Advogados do médico de Jackson podem alegar que ele se matou

Advogados do médico acusado de homicídio culposo no caso da morte de Michael Jackson poderão alegar que o cantor se matou, quando começarem as audiências na semana que vem, disse um promotor na quarta-feira.

REUTERS

30 de dezembro de 2010 | 09h46

Em uma sessão do tribunal para discutir as provas no caso contra o médico Conrad Murray, o vice-procurador do Distrito de Los Angeles, David Walgren, disse acreditar ser evidente que os advogados da defesa se empenham por essa teoria, que tem sido considerada há bastante tempo.

O advogado J. Michael Flanagan, que representa Murray, não quis comentar a declaração de Walgren.

"Não vou responder a essa caracterização.

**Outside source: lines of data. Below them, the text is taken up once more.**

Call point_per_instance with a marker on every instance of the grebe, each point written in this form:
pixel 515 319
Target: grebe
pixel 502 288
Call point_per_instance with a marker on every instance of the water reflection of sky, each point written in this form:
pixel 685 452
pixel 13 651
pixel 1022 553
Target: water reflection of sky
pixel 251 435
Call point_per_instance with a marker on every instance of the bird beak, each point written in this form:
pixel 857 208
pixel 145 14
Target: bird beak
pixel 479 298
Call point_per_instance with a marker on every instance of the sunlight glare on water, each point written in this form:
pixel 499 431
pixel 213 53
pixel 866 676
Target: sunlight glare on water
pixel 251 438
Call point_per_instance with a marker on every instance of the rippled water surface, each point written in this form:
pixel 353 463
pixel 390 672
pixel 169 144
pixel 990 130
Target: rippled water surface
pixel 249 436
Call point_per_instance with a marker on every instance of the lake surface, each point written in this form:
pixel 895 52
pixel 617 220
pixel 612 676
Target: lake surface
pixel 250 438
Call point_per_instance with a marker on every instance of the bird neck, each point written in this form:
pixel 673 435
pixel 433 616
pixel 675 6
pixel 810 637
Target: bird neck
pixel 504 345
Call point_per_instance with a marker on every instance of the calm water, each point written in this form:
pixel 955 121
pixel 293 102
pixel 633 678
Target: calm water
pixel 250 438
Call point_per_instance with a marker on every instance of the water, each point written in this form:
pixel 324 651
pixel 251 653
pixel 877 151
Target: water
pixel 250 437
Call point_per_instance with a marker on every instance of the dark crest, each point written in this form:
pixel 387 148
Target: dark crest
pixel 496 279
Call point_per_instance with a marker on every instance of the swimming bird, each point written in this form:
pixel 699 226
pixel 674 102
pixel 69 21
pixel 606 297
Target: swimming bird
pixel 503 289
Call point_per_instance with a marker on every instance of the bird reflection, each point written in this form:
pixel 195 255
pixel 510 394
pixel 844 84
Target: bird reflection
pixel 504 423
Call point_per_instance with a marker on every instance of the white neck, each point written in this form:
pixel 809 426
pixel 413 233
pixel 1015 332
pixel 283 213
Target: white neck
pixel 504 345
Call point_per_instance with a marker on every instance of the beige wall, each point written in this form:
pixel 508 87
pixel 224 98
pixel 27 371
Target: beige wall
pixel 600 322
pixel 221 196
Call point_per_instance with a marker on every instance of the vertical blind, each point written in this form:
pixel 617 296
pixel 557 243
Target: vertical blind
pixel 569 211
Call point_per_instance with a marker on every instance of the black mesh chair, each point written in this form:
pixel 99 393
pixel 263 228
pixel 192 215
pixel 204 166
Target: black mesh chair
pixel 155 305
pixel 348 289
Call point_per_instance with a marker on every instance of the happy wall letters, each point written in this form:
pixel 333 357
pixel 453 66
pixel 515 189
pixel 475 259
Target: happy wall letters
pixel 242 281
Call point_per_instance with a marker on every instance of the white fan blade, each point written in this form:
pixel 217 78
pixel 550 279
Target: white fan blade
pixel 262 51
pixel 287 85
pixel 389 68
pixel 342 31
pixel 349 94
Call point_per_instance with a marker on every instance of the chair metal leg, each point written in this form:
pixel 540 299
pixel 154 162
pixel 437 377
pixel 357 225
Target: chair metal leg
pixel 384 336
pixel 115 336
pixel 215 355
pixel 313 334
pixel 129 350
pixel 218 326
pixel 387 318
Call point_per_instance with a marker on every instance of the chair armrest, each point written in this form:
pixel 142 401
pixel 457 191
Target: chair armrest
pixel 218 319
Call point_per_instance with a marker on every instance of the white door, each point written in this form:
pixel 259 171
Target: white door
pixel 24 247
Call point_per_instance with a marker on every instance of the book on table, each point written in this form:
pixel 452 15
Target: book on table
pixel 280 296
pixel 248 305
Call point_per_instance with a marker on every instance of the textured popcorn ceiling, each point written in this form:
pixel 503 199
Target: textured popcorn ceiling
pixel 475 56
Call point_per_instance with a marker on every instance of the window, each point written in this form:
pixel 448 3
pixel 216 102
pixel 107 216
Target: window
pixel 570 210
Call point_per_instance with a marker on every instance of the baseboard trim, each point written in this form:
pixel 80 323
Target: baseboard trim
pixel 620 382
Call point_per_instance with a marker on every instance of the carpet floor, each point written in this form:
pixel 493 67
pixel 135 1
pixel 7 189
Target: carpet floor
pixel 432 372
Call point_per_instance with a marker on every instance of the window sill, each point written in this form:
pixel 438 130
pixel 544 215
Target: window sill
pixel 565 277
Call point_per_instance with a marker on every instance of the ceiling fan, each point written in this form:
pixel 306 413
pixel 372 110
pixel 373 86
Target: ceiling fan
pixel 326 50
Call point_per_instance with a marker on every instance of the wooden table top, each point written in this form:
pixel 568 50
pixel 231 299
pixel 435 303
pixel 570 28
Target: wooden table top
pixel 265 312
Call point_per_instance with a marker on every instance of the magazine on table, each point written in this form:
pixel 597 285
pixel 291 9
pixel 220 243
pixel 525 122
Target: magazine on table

Mas aparentemente é uma consideração feita pelo sr. Walgren", disse Flanagan a repórteres.

Walgren falou durante uma audiência na qual o juiz abriu caminho para a defesa de Murray testar resíduos de seringas e um tubo usado para administrar medicamentos a Jackson.

O cantou morreu aos 50 anos, em 25 de junho de 2009, de uma overdose de medicamentos receitados, basicamente o poderoso anestésico propofol, que pode ser usado em cirurgias.

Outras drogas encontradas no organismo de Jackson incluem lorazepam, conhecido pelos nomes comerciais de Ativan e Temesta, e diazepam, a versão genérica do Valium.

Murray, contratado como médico de Jackson enquanto ele se preparava para uma série de concertos que teriam início em julho de 2009, admitiu ter ministrado propofol ao cantor para ajudá-lo a dormir. Mas o medico se declarou inocente da acusação de homicídio culposo.

A sessão da corte sobre teste de seringa é uma prévia do início da audiência preliminar, marcada para 4 de Janeiro, quando um juiz decidirá se existem evidências suficientes contra Murray para ser levado a julgamento.